The Light That I Feel
East of Que Village
Yang Fudong
Shot in the rural Chinese province of Hebei, this work captures a pack of wild dogs scavenging in an arid desolate landscape. East of Que Village considers the impact of Chinese industrialisation and urbanisation on rural communities, casting fresh light on those neglected by the new social-economic paradigm. The dogs, which literally have to eat each other to survive are juxtaposed with a group of villagers who struggle in the same ways. The work reflects the sense of isolation and loss increasingly present in Chinese society as communities are scattered, traditional rural villages are dissolved, and the fight for survival takes hold. The work's title signals to the only road leading from the village to the outside world.
East of Que Village
杨福东 竹林七贤2
Yang Fudong
The film 'Seven Intellectuals In Bamboo Forest' is based on the history of seven talented intellectuals from the ancient Chinese Wei and Jin Dynasties. Ruan Ji, Ji Kang, Shan Tao, Liu Ling, Ruan Yan, Xiang Xiu and Wang Rong were famous poets and artists at that time. Open and unruly, they used to gather and drink in the bamboo forest, singing songs and playing traditional Chinese musical instruments, in the hope of escaping from earthly life. They pursued individuality, freedom, and liberty. Their remarkable talent and passion made them a notable group in Chinese history. Part 2 exposes closed city life in a noisy metropolis, such as Shanghai. The 7 young people live in the city, but seem to have little connection with the city.

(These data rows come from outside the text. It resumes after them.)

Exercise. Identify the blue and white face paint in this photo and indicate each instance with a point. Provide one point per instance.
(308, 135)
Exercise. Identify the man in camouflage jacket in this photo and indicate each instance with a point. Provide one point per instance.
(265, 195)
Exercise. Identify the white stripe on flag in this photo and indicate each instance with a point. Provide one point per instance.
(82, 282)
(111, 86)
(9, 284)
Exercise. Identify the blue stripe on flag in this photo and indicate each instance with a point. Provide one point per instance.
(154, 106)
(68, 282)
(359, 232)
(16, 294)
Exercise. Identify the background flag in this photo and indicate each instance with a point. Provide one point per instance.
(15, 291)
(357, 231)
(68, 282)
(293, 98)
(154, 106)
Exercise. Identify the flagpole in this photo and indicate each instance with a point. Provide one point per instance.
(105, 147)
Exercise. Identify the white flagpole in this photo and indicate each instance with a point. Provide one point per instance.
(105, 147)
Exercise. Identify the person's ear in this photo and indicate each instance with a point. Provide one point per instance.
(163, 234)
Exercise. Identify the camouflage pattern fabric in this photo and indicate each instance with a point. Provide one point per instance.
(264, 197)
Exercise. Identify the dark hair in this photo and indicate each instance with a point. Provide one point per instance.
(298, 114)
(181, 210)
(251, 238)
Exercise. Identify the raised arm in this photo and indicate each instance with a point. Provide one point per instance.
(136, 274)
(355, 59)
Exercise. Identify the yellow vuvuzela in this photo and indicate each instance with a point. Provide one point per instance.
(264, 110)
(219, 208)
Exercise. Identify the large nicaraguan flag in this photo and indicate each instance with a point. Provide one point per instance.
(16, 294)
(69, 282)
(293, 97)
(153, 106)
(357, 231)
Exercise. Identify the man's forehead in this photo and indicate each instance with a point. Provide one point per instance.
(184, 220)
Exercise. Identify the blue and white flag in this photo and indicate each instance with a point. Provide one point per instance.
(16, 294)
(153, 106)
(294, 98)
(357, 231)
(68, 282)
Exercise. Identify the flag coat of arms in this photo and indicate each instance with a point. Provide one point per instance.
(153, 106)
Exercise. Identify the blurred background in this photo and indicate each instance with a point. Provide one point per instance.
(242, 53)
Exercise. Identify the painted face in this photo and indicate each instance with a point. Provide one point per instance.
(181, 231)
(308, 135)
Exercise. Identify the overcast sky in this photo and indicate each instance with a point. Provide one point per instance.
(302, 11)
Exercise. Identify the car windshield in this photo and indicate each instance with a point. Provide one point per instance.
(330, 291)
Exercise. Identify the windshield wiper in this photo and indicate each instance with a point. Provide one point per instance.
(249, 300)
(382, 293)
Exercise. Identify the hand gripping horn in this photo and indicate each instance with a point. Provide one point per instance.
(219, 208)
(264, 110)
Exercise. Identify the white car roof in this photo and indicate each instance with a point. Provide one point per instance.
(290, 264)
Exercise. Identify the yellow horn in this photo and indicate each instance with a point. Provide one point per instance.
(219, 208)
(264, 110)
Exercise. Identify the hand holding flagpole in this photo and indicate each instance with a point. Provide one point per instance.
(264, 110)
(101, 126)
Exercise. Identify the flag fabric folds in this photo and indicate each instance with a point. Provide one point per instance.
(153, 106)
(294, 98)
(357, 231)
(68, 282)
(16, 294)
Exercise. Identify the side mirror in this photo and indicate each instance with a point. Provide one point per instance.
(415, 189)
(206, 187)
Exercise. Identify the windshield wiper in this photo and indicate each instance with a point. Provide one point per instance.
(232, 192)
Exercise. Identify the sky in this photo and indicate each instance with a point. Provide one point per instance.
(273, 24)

Seven Intellectuals in Bamboo Forest, Part II
西门子 "S10"
Yang Fudong
In “S10” (2003), two female office workers wearing uniforms covered in zippers, zip together their arms and various other parts of their bodies. At this point we have entered the realm of a modern-day Shan Hai Jing inhabited by "exaggerated" creatures, a realm that is at the same time a metaphorical expression of a new concept of "subject" that is in the process of evolving organically from the individual to the other, and to the group. If we are all interconnected, just how far does the territory of the "individual" extend?
Siemens "S10"
Lock Again
Yang Fudong
Two young men wear the uniform of 70’s policeman, sometimes they look like runaway criminal. They want to escape reality which is impossible to cast off. They yearn for the bright sunshine life, expecting the time to be captured, to exchange for a calmness of the heart.
Lock Again
愚公移山
Yang Fudong
Wan Qian, Wan Shengli
Yang Fudong, one of the most influential contemporary artists in China, is known for his epic black-and-white films and photographs, which straddle the worlds of contemporary art installation and cinema. Moving Mountains is a 46-minute, black-and-white film, accompanied by photographs from the film set, drawings and props. The film is inspired by the ancient tale of a man, seeking to move a mountain, and extolls the virtues of perseverance and collective action. The artist makes this story a poetic reflection upon human nature and the shifting values to which it can be subjected.